Merger failed to save Salford lighting firm

DOMESTIC lighting distributor Associated Lighting Group and its subsidiaries have been placed in administration with the loss of 58 jobs in Salford and Leeds.

ALG trades through its two subsidiaries, Leeds-based Ring and Salford-based Trident, and was formed by a merger of the two businesses last September.

The domestic lighting distributor supplies light bulbs and interior and exterior lighting to a number of DIY, supermarket and high street retailers.

The group has made 33 staff redundant at Ring, based on Gelderd Road in Leeds, and 25 at Trident, based on Greengate in Salford. In total, it employed around 123 people.

Hunter Kelly and Charles King of Ernst & Young have been appointed joint administrators of ALG and its subsidiaries.

Mr King said: “Management has been working hard to integrate both businesses, but surplus stock, pressure from creditors and difficult market conditions earlier in the year have ultimately led to our appointment.

“We intend to continue to trade the business whilst seeking a buyer.
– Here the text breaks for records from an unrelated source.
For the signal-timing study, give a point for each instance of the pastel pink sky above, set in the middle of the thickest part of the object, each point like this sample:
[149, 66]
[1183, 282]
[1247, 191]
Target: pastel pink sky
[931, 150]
The Lighting Factory Shop on Gelderd Road in Leeds remains open for business.”

Following the merger last year, the company’s chief executive David Gutfruend had said that he’d hoped bringing the two struggling firms together would boost sales by 20 per cent.

Gutfruend, who had previously been executive chairman at Salford-based Trident, had said the firm intended to boost sales to the social housing sector after receiving backing from Burdale Financial, the trade finance arm of Bank of Ireland.

The last trading figures for the companies as independents showed that Trident made pre-tax profits of £23,000 on sales of £10m in the year to December 2008 while Ring Ltd made pre-tax profits of £2.8m on sales of £34.5m for the year to the end of September 2007.